Estimations of the sizes of Google, Yahoo!, and MSN

How much information is included in the databases of the different search engines? How do these numbers strike you?

Google 53 Billion Pages
Yahoo! 8.4 Billion Pages
MSN 3.7 Billion Pages

Those are estimates from four researchers at the Stanford University Dept. of Computer Science, who have come up with a method of Estimating the Index Sizes of Search Engines (the article has been removed from the Stanford pages – see comments below for more details) based only upon information that could be gathered from the public interfaces of the search engines.

There are a number of questions about the results that they received, but they consider and include some discussion about potential errors that may throw off their numbers.

Share

14 thoughts on “Estimations of the sizes of Google, Yahoo!, and MSN”

  1. Those look ridiculous. I would say MSN’s index is much larger, Google’s much smaller and Yahoo!’s… probably about right.

  2. Well, in their paper, they clearly say that it’s far from being accurate.
    But it’s hard to believe that Google has over 40 Billion pages more than Yahoo!
    The paper is very long but I think it’s worth reading it to understand how they came up with these numbers.

  3. When I wrote the post, Google’s most popular and least popular top level domains, I did something very similar to their initial step. From the comments on that post, and at Circle ID, some issues arose that may be things they are facing in this attempt at sizing up Google.
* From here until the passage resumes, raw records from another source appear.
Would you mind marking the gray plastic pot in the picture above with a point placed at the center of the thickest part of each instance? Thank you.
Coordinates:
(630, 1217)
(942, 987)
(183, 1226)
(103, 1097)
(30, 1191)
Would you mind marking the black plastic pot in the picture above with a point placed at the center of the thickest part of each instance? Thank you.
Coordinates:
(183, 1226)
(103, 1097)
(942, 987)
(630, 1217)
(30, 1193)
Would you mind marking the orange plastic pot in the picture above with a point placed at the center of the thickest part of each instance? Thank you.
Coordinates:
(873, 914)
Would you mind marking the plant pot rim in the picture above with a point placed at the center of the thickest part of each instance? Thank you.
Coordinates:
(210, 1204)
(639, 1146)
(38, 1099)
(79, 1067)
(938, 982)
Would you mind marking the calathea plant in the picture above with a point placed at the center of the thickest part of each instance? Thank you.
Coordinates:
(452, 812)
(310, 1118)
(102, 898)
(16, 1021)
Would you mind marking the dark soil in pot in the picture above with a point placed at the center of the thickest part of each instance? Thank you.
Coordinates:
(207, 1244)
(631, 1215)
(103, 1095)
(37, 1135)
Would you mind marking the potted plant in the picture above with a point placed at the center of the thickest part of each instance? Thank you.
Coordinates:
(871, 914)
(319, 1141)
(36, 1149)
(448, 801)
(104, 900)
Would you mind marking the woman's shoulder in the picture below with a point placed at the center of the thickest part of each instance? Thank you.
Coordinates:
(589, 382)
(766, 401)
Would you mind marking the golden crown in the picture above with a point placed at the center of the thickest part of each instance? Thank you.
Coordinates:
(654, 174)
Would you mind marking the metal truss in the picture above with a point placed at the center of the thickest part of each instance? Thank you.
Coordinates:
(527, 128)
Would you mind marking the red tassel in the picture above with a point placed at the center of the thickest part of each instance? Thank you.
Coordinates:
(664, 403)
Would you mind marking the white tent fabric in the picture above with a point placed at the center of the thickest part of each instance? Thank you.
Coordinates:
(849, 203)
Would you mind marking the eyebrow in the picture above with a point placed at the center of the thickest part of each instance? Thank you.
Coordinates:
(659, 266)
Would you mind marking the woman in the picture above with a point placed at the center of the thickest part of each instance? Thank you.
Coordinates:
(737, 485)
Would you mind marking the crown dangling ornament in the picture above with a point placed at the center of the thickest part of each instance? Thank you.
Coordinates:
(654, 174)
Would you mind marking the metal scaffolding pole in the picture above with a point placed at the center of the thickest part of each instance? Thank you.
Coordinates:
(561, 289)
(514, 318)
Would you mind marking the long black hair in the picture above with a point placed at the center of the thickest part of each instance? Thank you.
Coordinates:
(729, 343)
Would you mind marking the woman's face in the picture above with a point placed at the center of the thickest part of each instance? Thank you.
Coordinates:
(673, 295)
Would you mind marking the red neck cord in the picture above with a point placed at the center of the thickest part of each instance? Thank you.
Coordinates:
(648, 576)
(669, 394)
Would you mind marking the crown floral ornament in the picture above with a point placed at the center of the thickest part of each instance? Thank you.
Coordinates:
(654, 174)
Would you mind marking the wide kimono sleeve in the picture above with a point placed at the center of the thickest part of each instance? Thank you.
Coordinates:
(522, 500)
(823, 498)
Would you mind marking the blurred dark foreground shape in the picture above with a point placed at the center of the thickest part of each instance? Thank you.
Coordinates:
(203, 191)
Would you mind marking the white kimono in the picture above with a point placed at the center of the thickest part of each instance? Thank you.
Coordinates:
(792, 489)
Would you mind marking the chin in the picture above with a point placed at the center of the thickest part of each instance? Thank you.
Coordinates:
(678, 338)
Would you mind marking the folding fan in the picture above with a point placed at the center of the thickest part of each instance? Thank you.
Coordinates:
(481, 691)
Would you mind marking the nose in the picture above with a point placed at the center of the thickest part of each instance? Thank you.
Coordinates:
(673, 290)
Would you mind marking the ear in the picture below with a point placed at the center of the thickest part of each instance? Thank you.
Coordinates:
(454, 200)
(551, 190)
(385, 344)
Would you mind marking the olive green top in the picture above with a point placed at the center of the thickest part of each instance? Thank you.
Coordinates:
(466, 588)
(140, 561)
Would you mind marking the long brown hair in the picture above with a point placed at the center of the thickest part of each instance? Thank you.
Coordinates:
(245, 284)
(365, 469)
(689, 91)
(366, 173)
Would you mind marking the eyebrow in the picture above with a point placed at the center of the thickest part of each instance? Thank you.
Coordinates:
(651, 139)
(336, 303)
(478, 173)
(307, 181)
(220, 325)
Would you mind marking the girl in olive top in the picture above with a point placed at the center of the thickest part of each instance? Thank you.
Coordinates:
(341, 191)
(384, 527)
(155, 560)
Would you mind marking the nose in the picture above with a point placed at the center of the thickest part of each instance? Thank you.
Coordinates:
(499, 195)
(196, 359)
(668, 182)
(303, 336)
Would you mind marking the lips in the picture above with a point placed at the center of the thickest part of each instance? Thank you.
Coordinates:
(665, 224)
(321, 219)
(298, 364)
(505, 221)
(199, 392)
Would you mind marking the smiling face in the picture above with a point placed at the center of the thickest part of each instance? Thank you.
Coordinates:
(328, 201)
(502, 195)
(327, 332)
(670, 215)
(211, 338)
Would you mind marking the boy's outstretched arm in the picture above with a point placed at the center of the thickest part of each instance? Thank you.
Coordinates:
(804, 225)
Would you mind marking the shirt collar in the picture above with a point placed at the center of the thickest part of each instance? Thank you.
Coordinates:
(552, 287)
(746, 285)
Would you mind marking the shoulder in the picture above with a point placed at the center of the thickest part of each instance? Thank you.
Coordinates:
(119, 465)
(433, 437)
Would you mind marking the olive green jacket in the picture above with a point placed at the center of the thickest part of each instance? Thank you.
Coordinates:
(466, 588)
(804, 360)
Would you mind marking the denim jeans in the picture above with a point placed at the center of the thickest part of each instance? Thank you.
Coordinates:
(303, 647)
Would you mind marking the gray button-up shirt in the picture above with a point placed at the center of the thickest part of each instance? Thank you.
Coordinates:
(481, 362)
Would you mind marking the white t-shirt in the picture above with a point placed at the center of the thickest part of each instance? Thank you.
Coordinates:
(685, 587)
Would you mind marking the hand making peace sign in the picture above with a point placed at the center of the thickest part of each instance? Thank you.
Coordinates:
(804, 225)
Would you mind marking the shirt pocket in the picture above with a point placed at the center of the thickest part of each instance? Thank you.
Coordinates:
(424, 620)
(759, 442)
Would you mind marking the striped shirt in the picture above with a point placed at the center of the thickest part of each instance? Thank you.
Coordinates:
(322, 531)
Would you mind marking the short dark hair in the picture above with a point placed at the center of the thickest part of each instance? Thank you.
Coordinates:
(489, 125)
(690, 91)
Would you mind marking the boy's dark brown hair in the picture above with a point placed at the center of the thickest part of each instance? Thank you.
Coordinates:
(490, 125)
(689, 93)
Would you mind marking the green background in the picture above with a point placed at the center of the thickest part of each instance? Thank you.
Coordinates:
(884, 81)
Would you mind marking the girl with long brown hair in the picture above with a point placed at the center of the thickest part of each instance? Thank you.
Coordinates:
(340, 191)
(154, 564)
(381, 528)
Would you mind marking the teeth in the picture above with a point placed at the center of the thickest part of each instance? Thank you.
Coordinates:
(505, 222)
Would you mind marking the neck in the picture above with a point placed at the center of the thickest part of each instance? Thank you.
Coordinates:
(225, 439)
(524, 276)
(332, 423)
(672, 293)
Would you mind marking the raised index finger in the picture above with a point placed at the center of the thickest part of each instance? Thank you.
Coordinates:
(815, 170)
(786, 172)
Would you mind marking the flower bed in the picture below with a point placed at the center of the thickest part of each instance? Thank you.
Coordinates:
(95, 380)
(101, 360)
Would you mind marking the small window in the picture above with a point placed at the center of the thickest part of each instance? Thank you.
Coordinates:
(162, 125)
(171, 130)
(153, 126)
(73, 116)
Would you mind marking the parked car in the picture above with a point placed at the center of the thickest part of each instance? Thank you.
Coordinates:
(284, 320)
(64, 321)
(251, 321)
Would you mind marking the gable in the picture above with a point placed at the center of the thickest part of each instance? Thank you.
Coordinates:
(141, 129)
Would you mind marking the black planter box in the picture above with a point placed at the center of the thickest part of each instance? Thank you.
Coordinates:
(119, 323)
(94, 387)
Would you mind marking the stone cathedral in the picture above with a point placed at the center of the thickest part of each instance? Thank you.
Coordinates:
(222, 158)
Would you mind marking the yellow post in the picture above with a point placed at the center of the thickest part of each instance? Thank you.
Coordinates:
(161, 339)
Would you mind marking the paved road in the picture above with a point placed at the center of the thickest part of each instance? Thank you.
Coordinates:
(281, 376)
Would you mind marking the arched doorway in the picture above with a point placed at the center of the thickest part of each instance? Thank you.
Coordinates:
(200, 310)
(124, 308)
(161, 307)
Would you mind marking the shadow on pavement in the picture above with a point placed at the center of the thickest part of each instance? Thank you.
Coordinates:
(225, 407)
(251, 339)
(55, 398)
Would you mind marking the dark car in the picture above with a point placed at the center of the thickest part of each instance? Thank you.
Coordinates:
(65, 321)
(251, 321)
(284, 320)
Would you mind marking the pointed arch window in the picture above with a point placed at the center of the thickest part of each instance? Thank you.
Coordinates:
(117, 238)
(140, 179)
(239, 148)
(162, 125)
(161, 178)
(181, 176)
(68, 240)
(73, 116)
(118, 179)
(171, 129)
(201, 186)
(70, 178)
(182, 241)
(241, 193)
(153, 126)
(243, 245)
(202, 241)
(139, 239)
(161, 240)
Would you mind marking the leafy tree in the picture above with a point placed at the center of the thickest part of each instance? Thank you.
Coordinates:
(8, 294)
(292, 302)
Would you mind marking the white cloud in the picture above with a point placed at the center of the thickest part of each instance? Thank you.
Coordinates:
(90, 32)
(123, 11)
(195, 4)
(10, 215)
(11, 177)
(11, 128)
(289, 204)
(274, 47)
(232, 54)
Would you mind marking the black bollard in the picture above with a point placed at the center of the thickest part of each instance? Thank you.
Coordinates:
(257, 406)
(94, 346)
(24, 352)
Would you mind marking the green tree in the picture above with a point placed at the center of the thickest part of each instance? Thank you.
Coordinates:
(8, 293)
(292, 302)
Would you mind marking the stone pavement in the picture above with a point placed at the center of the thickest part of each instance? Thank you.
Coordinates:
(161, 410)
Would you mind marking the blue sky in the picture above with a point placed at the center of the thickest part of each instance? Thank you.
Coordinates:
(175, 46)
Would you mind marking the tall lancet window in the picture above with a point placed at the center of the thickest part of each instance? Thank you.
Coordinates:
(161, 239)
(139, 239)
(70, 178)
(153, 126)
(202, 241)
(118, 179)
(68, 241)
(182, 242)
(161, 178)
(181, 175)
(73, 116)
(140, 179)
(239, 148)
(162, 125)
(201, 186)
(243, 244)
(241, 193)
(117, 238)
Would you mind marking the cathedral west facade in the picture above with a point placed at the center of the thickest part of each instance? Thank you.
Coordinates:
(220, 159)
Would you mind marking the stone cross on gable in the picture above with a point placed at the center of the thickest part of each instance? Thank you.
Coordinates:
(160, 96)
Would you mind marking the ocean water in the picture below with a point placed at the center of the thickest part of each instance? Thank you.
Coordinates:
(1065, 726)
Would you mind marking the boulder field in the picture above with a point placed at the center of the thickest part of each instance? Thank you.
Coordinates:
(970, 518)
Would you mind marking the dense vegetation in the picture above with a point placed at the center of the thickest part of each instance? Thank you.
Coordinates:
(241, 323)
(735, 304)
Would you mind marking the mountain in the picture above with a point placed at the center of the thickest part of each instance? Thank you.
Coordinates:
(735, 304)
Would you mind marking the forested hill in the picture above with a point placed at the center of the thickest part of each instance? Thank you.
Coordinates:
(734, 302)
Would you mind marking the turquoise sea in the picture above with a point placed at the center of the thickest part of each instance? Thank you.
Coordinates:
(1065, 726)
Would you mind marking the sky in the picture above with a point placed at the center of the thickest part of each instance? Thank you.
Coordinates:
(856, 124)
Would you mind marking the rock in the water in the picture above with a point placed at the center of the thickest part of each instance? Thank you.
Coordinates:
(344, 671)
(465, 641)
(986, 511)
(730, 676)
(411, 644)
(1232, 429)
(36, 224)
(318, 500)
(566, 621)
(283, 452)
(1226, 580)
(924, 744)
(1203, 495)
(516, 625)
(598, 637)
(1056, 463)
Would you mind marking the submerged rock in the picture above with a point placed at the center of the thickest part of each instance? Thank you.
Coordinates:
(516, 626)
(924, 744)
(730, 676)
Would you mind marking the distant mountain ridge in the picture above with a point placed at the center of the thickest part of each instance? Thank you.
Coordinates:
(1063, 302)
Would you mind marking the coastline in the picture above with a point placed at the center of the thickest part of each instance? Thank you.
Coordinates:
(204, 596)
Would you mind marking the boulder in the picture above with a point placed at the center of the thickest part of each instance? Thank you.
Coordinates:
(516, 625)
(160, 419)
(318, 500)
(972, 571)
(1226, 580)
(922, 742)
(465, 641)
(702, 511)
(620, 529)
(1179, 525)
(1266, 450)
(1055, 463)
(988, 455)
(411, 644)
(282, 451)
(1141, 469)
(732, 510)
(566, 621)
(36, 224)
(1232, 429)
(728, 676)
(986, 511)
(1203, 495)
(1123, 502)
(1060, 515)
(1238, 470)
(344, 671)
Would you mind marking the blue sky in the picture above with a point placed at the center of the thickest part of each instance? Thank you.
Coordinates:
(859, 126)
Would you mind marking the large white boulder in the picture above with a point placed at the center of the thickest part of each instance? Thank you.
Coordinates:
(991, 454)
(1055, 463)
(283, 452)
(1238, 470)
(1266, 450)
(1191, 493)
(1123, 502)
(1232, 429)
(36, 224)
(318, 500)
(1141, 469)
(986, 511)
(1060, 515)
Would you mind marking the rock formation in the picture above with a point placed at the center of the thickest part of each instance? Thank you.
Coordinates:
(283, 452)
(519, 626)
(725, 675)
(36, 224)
    They don’t mention the possibility of hitting different data centers when collecting numbers from the public interface of Google. I saw differences of more than a billion results for top level domains from one data center to another. I’d imagine that there could be considerable differences from one data center to another on different data centers.

    Let’s look at a query at two different data centers:

    site:www.microsoft.com

    19,200,000 from 66.102.11.99
    120,000,000 from 64.233.161.105

    Let’s try the same with an eight-digit number:

    for the query

    454554545

    29 from 66.102.11.99
    32 from 64.233.161.105

    So the results are closer when looking at results for eight digit long numbers. What do you do with “supplemental results?” Do you count them? What about the results that aren’t showing on the results pages? Are they not showing because they are being filtered out as duplicates?

    They do mention some different issues in using numbers from one search engine to another. But I don’t seem them factoring in the possibility that they are getting results from the different Google data centers.

  4. What disturbs me about this paper is that Motwani was an early investor in Google, and this paper is extremely favorable to Google, and yet I don’t see any mention of his affiliation in the paper.

    I also completely do not believe the numbers. (My own disclaimer: I work at Yahoo! Search.)

  5. Ummmm do birds of a Stanford feather flock together? Tim’s point is actually more than just interesting.

    Unless there was a disclaimer about an author’s vested commercial interest in the outcome of the study this is a serious violation of academic ethics.

    Tim are you sure?

  6. I followed up with Dr. Motwani and found out that the report is preliminary and will change. Based on this and his rather spectacular research reputation I think it’s unfair to suggest any conflict of interest here and I apologize for implying that earlier:

    Rajeev Motwani of Stanford to me on Feb 16:
    This is an extremely preliminary report of our work that was only supposed to be
    circulated amongst our immediate research group for their comments and criticism.
    The results reported there are not yet in a form appropriate for public consumption
    and definitely will change as we conduct more precise experiments

  7. Thanks for following up, and letting us know more, Joe.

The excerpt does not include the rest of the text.